18. The medium of claim 15, wherein the code is further operable to:

sort the plurality of updates according to one or more user parameters.

19. The medium of claim 15, wherein the code is further operable to:

notify a user that the automatically performing step is complete.

20. The medium of claim 15, wherein the code is further operable to:

receive a new address for the second segment of the plurality of segments;

identify a defined logical relationship associated with the second segment; and

generate an update corresponding to the identified defined logical relationship, the generated update reflecting the new address.

21. The medium of claim 15, wherein:

the logical relationship information comprises a prefix indicating the location of the second segment of the one or more databases;

the code operable to update the logical relationship information comprises a code operable to change the prefix in accordance with an update corresponding to a defined logical relationship associated with the second segment.

22. A system for updating logical relationship information describing one or more defined logical relationships among a plurality of segments of one or more databases, comprising:

means for accessing the logical relationship information describing the one or more defined logical relationships among the plurality of segments of the one or more databases, the plurality of segments comprising a first segment and a second segment of the one or more databases, a defined logical relationship representing a logical relationship between the first segment and the second segment, a segment comprising a unit of information of a database of the one or more databases;

means for establishing a plurality of updates corresponding to the one or more defined logical relationships, an update operable to update the logical relationship information; and

means for automatically performing the following in parallel in response to establishing the plurality of updates, the automatic performance encoded in software: updating the logical relationship information using the plurality of updates corresponding to the one or more defined logical relationships.

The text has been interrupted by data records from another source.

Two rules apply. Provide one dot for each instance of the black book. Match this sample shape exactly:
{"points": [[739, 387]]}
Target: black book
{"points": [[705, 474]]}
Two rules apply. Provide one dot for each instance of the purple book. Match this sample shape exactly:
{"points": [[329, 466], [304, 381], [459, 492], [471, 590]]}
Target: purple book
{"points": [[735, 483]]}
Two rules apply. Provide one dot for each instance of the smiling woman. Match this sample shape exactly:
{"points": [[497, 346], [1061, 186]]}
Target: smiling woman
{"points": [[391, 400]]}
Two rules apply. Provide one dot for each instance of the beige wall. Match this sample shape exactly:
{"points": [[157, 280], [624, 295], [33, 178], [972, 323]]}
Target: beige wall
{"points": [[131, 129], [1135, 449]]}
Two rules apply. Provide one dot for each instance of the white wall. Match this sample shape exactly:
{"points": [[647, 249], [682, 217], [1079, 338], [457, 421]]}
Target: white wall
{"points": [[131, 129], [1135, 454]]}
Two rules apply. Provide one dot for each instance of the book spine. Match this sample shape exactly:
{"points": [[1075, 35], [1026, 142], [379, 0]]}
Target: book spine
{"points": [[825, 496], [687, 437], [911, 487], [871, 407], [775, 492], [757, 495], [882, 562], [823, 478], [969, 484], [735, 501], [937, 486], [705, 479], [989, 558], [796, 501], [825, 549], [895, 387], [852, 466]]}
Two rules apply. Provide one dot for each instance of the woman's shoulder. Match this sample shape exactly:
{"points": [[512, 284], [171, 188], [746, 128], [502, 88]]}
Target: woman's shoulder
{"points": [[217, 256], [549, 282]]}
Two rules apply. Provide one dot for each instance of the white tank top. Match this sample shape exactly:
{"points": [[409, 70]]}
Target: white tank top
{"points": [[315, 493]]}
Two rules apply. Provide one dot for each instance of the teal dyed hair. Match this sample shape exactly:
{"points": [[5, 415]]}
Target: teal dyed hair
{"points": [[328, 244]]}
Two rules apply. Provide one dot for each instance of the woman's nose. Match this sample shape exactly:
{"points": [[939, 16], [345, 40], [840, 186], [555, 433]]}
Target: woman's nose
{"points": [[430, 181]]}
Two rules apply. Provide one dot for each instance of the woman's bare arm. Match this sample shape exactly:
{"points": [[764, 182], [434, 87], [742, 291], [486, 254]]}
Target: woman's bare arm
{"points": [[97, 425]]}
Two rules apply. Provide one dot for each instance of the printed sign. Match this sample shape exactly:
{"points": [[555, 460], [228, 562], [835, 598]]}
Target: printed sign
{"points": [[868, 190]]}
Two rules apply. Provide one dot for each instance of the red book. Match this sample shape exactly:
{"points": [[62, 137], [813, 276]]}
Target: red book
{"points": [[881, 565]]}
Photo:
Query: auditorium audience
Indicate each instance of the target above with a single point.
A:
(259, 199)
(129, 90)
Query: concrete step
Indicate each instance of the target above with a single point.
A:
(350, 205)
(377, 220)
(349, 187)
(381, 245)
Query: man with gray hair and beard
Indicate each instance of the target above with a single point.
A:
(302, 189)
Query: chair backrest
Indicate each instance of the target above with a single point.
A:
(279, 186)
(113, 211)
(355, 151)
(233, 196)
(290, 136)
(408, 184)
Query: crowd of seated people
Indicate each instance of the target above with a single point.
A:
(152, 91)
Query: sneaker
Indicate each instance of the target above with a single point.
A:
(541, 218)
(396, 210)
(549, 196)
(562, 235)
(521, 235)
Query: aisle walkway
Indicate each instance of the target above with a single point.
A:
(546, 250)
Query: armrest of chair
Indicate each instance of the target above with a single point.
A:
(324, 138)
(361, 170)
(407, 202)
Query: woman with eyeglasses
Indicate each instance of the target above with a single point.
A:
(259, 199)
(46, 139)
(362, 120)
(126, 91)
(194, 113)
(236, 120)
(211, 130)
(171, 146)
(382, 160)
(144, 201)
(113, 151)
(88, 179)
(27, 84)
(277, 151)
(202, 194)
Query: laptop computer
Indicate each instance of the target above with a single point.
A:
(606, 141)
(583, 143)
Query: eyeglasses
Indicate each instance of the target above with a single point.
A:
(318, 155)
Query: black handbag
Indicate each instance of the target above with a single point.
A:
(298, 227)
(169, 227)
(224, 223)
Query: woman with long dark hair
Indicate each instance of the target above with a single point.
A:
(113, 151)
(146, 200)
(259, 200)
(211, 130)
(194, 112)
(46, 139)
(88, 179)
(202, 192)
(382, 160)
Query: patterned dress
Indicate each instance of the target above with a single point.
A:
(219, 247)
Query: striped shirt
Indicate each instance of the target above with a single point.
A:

23. A method for updating logical relationship information describing one or more defined logical relationships among a plurality of segments of one or more databases, comprising:

accessing the logical relationship information describing the one or more defined logical relationships among the plurality of segments of the one or more databases, the plurality of segments comprising a first segment and a second segment of the one or more databases, a defined logical relationship representing a logical relationship between the first segment and the second segment, a segment comprising a unit of information of a database of the one or more databases, the logical relationship information comprises a prefix indicating the location of the second segment of the one or more databases;

establishing a plurality of updates corresponding to the one or more defined logical relationships, an update operable to update the logical relationship information, establishing the plurality of updates comprising: receiving a new address for the second segment of the plurality of segments; identifying a defined logical relationship associated with the second segment; and generating an update corresponding to the identified defined logical relationship, the generated update reflecting the new address.

sorting the plurality of updates according to one or more dataset groups; and

placing the plurality of updates into one or more sets, each set comprising the plurality of updates for each dataset group of the one or more dataset groups.

sorting the plurality of updates according to one or more predefined parameters;

sorting the plurality of updates according to one or more user parameters;

automatically performing the following in parallel in response to establishing the plurality of updates, the automatic performance encoded in software: updating the logical relationship information using the plurality of updates corresponding to the one or more defined logical relationships, updating the logical relationship information comprising: changing the prefix in accordance with an update corresponding to a defined logical relationship associated with the second segment; and

notifying a user that the automatically performing step is complete.